Na realidade virtual em que vive, o presidente eleito trata notícia
como fake news, como as denúncias do Coaf sobre “movimentações
financeiras atípicas” no gabinete do seu filho Eduardo.
Seus milicianos na internet fazem o mesmo. Só eles são os donos da
verdade, da luz e da salvação, o resto é coisa de “vermelhos”.
No trecho mais reproduzido do seu breve discurso na imprensa, em que
nada falou sobre criação de empregos e combate à pobreza cada vez mais
alarmante, os grandes dramas da tragédia brasileira, Bolsonaro produziu
mais uma grande fake news, ao dizer que pretende governar para todos.

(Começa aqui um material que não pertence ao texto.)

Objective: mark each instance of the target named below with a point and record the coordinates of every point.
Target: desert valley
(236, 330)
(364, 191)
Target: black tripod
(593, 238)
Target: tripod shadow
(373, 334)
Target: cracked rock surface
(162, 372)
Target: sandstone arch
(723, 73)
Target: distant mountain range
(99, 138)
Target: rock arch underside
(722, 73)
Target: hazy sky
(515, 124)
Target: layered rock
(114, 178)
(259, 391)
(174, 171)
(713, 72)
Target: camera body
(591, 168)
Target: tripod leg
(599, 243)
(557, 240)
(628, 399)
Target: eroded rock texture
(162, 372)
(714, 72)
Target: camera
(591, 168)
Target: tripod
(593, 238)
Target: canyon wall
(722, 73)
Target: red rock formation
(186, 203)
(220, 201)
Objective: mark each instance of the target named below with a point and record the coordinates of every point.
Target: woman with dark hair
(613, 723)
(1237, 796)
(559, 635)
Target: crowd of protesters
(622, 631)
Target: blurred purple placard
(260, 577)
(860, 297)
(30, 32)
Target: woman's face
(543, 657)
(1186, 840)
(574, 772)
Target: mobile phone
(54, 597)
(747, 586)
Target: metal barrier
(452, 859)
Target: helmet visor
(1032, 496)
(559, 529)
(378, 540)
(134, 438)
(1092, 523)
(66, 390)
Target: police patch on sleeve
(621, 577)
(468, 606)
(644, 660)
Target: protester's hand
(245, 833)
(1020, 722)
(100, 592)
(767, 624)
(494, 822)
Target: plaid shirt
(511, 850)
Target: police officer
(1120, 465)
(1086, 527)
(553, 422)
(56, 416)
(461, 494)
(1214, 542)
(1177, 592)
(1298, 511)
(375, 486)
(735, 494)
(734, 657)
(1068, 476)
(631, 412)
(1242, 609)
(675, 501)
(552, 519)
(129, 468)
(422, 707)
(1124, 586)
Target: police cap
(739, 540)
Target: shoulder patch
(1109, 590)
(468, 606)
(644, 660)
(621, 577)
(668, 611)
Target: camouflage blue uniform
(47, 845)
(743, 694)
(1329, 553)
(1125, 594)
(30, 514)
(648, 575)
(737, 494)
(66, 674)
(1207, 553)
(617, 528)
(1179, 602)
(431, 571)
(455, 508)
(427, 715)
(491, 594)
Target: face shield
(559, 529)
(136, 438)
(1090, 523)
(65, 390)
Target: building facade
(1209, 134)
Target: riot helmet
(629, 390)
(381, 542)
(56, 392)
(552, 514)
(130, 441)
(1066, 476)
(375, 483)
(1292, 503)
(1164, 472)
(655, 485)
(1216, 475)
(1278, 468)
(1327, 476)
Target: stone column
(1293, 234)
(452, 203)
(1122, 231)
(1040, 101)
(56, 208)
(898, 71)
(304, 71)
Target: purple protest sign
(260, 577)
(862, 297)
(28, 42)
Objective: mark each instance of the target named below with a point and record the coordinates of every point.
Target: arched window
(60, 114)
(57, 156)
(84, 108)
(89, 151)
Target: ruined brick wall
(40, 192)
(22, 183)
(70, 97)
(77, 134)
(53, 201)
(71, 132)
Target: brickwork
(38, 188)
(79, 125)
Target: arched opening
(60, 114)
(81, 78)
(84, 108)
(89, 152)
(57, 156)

“Serei presidente dos 210 milhões de brasileiros (na verdade, somos
208 milhões, segundo o último censo do IBGE), governarei em benefício de
todos, sem distinção de origem social, raça, sexo, cor, idade ou
religião”.
Pouco antes, em reunião reservada com ministros do TSE, fez todo
mundo orar com o pastor evangélico de um templo frequentado por sua
mulher, no Rio, para mostrar que seu governo poderá ser tudo, menos
laico. Só faltou dizer: ajoelhou, tem que rezar.
Se cumprir mesmo o que prometeu no discurso, fará o exatamente o
oposto do que pregou durante seus 27 anos de deputado, em que combateu
com furor todas as minorias identitárias e tratou a defesa dos direitos
humanos como coisa de viado, comunista ou petista.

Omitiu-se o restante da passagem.